Baut nit der Bur sin Ackerfeld,
Seh fehlt’s bi uns an Brot unn Geld
In unserm Felsennest!«
Diese auch am Rhein häufig wiederkehrende Sage schließt zuweilen mit der altertümlichem Wendung, daß dem Riesen vor dem winzigen Bauern doch heimlich graut, denn er sagt zu der Tochter: »Tu’s weg, mein Kind; wir müssen fort aus diesem Land, und sie werden hier wohnen.« Der Ackerbau, wie alle menschliche Betriebsamkeit, ist dem Riesen verhaßt, er ahnt, daß er und sein Geschlecht einst von Bürgern und Bauern verdrängt werden. Und so spricht diese Sage gleichsam prophetisch aus, was wir in den gewerbefleißigen Wasgautälern erfüllt sahen.
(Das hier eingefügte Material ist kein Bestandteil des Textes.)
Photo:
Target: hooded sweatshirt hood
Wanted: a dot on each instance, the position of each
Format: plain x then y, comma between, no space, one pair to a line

Auch an der großen deutschen Heldensage hat das Elsaß keinen geringen Anteil. Die Katastrophe des nur in Eckeharts lateinischer Umdichtung erhaltenen Liedes von »Walther und Hildegunde« begibt sich im Vogesenwald an dem sogenannten Wasgenstein, der auch in den »Nibelungen« erwähnt wird und von dem Walther in der »Vilkinasage« den Namen trägt. Es ist der höchste Punkt der Vogesen, an welchem vorzeitig die alte Heerstraße von Elsaß nach Lothringen vorbeizog. Der Ort heißt noch heute Framont (Mons fractus) und liegt drei Stunden Weges von der Abtei Senones, sechs von Molsheim, unweit der Quelle der Plaine, die in die Meurthe mündet.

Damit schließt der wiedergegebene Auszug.